默认初始化（带值初始化）参数包

Question

Can I default initialize a parameter pack to the respective value initialization of each type ?

To elaborate a bit more, take the example of a simple function template

template<typename T>
void f(T arg = T())
{ 
  // eg for T=int, arg is 0 (value initialization) when default initialized
}

Would it be possible to express its variadic counterpart, ie

template<typename... Args>
void F(Args... args /* how can I value initialize the parameter pack? */)
{
}

Answer 1

You can create two parameter packs, one representing the types corresponding to function parameters and one representing "defaulted parameters."
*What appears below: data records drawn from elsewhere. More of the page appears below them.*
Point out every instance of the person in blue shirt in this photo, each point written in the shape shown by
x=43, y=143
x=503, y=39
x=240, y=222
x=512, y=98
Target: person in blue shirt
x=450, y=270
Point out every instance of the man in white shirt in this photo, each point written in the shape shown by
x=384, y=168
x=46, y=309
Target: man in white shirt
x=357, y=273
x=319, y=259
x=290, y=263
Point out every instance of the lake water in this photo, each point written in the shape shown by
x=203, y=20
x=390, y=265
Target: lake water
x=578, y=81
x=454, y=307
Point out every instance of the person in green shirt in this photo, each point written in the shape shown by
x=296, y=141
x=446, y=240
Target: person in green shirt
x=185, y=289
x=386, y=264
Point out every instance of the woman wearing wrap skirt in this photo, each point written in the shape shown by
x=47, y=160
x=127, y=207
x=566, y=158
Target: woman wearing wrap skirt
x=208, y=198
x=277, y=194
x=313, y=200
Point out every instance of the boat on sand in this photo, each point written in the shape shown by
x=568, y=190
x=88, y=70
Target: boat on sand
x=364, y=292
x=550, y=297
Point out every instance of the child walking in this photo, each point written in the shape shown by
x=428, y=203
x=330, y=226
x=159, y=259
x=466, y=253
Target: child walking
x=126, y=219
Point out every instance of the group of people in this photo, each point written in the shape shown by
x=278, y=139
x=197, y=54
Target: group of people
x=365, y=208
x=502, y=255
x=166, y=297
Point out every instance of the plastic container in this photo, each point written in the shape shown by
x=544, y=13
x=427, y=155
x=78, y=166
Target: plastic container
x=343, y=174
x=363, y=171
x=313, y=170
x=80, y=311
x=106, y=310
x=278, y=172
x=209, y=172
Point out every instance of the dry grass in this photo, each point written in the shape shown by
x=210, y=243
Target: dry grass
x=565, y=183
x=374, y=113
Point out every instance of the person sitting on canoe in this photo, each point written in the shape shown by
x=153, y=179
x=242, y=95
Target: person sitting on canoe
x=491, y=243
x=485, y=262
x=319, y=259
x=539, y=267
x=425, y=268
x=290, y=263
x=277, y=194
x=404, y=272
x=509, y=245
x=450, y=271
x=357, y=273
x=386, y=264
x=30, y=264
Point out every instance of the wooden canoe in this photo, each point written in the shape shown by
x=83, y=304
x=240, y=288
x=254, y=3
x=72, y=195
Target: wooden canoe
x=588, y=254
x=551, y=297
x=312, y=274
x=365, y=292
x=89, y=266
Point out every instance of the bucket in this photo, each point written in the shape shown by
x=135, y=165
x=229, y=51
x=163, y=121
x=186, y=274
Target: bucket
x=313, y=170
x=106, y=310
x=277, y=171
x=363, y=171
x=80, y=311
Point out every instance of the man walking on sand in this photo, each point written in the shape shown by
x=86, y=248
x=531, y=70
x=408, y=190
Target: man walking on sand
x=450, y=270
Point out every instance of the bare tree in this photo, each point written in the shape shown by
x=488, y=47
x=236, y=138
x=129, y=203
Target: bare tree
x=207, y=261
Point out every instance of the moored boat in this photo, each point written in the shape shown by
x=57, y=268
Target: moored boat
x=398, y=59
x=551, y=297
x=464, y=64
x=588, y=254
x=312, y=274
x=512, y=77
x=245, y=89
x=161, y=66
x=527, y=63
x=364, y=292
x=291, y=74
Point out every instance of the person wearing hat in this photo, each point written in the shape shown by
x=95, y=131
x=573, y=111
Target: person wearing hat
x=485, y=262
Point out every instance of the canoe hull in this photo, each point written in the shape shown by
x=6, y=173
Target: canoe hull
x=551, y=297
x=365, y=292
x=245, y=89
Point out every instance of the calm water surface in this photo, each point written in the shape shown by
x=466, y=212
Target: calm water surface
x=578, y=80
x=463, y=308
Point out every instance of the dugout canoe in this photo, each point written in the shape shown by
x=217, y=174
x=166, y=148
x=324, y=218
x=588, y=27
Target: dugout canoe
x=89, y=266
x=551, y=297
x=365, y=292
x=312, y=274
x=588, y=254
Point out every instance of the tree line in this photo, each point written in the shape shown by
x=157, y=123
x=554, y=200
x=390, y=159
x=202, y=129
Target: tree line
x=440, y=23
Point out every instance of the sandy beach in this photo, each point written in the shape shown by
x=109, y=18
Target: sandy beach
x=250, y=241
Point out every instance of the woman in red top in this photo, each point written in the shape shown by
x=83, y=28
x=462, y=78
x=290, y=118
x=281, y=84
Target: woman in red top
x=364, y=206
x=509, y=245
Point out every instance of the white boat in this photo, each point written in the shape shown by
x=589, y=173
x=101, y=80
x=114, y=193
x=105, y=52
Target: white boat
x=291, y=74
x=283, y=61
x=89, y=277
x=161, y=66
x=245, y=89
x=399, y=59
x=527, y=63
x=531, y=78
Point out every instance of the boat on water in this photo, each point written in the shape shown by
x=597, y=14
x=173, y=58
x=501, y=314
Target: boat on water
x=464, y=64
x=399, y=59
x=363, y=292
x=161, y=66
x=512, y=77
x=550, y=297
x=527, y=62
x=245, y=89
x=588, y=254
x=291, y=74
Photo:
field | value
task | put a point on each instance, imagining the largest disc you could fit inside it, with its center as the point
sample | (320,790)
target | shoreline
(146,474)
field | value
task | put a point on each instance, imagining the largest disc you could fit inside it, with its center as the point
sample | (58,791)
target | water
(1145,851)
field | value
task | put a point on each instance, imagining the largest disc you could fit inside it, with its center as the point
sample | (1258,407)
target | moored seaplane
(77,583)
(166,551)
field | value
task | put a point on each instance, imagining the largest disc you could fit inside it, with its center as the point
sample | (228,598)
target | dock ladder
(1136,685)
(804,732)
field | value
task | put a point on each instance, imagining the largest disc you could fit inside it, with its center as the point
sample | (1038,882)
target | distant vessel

template< typename ... aux, typename ... arg >
void fn( arg ... a ) {
    std::tuple< aux ... > more {}; // The tuple elements are value-initialized.
}

http://coliru.stacked-crooked.com/a/1baac4b877dce4eb

There is no way to explicitly mention the deduced template parameters for this function. Anything inside the angle braces of the call will go into aux , not arg .

Note, the initialization you get with {} is value-initialization, not default-initialization. Objects of fundamental type get zeroed, not left uninitialized.

Answer 2

#include <iostream>
#include <utility>
#include <tuple>
#include <cstddef>
#include <type_traits>

template <typename... Args>
void F(Args... args)
{
    // target function, arbitrary body
    using expander = int[];
    (void)expander{ 0, (void(std::cout << args << " "), 0)... };
    std::cout << std::endl;
}

template <typename... Args, typename... Params, std::size_t... Is>
void F(std::index_sequence<Is...>, Params&&... params)
{
    F<Args...>(std::forward<Params>(params)...
             , std::decay_t<typename std::tuple_element<sizeof...(Params) + Is, std::tuple<Args...>>::type>{}...);
}

template <typename... Args, typename... Params>
auto F(Params&&... params)
    -> std::enable_if_t<(sizeof...(Args) > sizeof...(Params))>
{
    F<Args...>(std::make_index_sequence<sizeof...(Args) - sizeof...(Params)>{}
             , std::forward<Params>(params)...);
}

Tests:

#include <string>

int main()
{
    // F(int, char, float = float{}, double = double{})
    F<int, char, float, double>(1, 'c');

    // F(int = int{}, char = char{}, float = float{}, double = double{})     
    F<int, char, float, double>();

    // F(const std::string&, const std::string& = std::string{})
    F<const std::string&, const std::string&>("foo");

    // F(int, int, int)
    F(1, 2, 3);
}

Output:

1 'c' 0 0 
0 '\0' 0 0
"foo" ""
1 2 3

DEMO

Answer 3

It`s explicitly forbidden by C++ standard, you cannot do such thing. N3376 8.3.6/3

A default argument shall be specified only in the parameter-declaration-clause of a function declaration or in a template-parameter (14.1); in the latter case, the initializer-clause shall be an assignment-expression. A default argument shall not be specified for a parameter pack.